# Binomial probability expected value

"A airline charges $560 for a ticket to a popular destination. There are 80 seats on the plane, and the probability that any particular customer will miss their flight is 20%. The airline overbooks the flight by 5 seats (selling a total of 85 tickets) If a customer shows up and there are no seats available, the airline must refund the full price of their ticket plus 40% Find the expected amount the airline will pay." I just want to make sure I'm thinking about this right.
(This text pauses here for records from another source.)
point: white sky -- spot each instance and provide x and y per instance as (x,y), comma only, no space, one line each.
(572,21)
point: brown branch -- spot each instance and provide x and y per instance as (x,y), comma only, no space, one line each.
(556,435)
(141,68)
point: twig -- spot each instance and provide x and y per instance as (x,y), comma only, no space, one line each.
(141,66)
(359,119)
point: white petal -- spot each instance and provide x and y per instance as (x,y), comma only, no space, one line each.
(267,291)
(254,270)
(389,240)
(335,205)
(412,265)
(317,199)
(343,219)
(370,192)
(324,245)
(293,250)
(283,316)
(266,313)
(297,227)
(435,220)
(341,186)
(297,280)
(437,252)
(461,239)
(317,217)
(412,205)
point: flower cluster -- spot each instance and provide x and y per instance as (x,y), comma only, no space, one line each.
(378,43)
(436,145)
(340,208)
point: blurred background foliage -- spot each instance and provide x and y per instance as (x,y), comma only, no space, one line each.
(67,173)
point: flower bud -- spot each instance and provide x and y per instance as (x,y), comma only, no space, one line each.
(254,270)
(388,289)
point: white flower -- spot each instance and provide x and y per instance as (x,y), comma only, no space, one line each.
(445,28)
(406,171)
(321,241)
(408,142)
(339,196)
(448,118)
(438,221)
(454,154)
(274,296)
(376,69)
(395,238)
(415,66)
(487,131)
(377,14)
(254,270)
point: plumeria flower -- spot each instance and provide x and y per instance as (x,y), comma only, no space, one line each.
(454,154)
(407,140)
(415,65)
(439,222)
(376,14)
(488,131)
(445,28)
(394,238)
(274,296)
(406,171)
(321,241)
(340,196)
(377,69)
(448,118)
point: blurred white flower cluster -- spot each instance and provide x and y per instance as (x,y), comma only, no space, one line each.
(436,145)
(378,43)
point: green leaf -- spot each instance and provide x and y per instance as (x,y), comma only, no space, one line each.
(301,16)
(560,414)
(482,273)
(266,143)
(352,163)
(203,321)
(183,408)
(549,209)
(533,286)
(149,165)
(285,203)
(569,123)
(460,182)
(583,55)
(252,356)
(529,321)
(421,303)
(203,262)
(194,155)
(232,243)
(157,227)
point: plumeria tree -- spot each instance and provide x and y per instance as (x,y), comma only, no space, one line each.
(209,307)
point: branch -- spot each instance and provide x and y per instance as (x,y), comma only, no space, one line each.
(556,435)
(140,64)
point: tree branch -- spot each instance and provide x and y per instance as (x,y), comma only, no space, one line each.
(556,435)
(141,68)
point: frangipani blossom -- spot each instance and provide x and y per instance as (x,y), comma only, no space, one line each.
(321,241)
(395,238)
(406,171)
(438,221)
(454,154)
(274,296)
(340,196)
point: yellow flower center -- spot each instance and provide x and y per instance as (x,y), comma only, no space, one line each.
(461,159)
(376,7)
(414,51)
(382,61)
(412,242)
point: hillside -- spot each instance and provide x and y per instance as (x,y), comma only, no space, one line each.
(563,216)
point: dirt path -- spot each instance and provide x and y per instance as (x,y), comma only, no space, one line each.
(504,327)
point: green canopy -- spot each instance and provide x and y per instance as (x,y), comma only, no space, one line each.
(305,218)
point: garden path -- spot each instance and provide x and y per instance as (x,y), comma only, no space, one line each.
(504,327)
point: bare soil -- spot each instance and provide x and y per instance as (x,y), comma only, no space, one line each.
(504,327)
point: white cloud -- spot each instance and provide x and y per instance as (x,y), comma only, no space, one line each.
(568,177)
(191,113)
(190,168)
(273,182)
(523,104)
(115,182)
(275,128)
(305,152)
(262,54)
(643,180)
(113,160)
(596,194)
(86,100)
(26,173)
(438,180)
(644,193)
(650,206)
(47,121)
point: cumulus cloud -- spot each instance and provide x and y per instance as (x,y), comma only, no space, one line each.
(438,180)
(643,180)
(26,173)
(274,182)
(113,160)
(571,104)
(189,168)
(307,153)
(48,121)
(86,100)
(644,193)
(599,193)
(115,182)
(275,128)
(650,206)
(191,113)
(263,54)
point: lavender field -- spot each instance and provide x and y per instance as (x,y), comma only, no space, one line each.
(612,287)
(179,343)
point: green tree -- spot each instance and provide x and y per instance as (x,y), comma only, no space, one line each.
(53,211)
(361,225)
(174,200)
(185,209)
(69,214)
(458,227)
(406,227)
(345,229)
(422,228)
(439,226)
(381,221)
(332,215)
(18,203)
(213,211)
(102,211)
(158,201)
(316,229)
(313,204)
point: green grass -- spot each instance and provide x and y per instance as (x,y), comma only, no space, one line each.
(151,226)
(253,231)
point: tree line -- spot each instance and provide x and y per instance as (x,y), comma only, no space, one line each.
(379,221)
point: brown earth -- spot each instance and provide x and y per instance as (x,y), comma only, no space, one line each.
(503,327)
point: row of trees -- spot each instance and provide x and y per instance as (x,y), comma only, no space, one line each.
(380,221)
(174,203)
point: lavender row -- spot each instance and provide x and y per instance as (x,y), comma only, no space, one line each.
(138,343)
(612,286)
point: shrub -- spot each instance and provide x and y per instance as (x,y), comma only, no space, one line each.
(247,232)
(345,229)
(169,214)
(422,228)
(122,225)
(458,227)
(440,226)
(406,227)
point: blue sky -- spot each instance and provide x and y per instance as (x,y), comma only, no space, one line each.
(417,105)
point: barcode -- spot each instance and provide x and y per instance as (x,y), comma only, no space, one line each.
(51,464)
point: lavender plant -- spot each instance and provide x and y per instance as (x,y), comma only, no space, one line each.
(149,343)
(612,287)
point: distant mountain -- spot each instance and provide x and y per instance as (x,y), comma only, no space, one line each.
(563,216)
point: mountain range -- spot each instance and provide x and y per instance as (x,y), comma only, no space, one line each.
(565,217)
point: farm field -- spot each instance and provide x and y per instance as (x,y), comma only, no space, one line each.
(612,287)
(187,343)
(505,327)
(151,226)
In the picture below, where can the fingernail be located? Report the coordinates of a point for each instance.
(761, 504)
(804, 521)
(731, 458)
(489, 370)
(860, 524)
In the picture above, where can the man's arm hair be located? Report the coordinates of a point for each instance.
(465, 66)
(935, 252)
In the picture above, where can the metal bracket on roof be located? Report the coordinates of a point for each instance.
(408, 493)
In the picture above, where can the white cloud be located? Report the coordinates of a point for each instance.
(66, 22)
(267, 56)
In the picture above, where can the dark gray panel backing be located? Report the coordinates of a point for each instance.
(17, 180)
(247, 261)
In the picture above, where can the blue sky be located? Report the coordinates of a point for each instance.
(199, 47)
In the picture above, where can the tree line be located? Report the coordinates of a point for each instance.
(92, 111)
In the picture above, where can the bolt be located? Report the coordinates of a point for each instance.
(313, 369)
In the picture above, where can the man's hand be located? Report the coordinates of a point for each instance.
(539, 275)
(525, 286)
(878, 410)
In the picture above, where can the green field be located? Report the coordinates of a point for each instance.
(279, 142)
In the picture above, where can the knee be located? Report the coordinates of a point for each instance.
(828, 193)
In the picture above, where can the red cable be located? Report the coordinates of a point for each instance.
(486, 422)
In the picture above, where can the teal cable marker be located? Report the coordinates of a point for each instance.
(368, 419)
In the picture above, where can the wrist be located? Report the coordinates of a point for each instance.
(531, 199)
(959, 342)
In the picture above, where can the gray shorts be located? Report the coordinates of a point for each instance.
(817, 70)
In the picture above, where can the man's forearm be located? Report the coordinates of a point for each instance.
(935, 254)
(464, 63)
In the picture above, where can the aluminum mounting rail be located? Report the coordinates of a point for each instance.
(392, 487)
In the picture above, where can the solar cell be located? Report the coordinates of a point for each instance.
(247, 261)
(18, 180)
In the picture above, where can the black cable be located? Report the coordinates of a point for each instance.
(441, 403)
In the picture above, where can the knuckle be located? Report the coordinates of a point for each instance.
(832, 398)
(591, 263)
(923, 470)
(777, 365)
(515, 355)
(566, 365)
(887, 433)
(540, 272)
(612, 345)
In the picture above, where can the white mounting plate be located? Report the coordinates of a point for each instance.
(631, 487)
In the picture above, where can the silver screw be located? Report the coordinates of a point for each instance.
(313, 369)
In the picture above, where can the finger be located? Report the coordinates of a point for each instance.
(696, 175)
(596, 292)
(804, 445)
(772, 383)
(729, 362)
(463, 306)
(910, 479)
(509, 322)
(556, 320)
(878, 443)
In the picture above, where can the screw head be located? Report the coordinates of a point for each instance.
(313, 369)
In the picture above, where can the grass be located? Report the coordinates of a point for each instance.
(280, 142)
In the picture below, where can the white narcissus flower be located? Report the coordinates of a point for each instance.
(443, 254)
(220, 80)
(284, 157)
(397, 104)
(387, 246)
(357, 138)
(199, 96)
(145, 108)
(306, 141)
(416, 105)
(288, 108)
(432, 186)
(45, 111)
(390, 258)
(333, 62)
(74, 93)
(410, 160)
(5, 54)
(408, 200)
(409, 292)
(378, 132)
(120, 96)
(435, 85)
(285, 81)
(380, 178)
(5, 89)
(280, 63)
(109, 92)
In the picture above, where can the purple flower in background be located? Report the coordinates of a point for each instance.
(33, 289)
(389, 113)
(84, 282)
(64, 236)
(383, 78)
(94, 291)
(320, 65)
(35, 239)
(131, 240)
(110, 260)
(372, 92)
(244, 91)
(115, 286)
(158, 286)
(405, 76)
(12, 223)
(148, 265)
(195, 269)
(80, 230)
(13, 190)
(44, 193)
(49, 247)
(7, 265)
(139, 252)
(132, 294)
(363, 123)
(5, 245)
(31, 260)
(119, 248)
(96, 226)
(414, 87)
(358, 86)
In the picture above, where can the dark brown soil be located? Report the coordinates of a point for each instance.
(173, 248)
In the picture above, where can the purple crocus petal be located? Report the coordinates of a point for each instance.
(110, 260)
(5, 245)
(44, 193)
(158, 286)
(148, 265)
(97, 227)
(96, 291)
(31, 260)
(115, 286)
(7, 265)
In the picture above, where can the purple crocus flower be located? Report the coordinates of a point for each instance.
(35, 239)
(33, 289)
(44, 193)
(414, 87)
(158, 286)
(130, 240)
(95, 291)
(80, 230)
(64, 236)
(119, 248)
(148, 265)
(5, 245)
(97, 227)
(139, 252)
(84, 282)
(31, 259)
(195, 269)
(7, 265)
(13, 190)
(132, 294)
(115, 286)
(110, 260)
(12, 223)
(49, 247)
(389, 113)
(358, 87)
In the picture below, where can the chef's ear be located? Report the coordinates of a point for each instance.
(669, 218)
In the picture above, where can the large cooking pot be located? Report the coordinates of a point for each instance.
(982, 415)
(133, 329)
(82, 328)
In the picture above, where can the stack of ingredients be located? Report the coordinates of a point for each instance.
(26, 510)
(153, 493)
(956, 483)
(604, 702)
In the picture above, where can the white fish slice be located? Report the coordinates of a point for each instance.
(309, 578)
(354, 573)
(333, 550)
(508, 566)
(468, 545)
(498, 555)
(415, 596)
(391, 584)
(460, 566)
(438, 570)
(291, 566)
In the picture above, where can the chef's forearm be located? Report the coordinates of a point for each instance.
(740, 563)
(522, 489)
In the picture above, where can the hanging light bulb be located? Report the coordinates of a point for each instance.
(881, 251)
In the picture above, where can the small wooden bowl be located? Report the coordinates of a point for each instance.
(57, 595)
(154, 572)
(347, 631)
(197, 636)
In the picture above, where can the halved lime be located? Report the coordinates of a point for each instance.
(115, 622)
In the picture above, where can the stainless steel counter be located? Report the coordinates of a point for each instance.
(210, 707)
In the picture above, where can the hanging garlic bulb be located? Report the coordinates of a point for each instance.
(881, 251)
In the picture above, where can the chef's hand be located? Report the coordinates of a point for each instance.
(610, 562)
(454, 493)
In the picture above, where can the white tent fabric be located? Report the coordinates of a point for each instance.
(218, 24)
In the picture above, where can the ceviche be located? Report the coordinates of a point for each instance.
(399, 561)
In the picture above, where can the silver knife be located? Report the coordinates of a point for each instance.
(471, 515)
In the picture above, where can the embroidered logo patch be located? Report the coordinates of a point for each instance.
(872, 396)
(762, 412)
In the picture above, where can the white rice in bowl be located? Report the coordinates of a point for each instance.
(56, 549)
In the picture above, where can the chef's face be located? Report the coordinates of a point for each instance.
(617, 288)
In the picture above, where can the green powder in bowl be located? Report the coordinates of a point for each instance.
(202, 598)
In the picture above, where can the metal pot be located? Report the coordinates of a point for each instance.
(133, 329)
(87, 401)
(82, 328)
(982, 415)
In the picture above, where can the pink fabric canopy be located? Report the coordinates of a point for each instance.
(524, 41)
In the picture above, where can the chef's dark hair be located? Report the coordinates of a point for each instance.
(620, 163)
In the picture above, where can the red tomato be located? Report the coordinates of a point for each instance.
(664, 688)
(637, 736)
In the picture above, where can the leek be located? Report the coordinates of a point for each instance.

I think E(x) could have the values 0, 1, 2, 3, 4, 5 If it's$0$, the airline pays nothing, exactly the right amount of people shows up. The chance of this happening is$binompdf(85, 0.80, 80)$If it's$1$, the airline pays$540 + 540 * (0.4) = 756.$The chance of this happening is$binompdf(85, 0.80, 81)$If it's$2$, the airline pays$756 + 756 = 1512.$The chance of this happening is$binompdf(85, 0.80, 82)$And so on. This all seems pretty straightforward, but when I go to calculate E(x), I come up with ~$0.052, a number that seems way too small.

Am I on the right track? Or did I make some sort of weird mistake.

You are looking at the extreme tail of a large-$n$ binomial distribution which has a very low probability for moderately high $p$. This is why airlines can overbook as a standard operating procedure.
If $80$ or fewer people show up, the airline pays nothing. (Since we are multiplying by $0$, this does not change the expectation. But one should do the computation correctly.)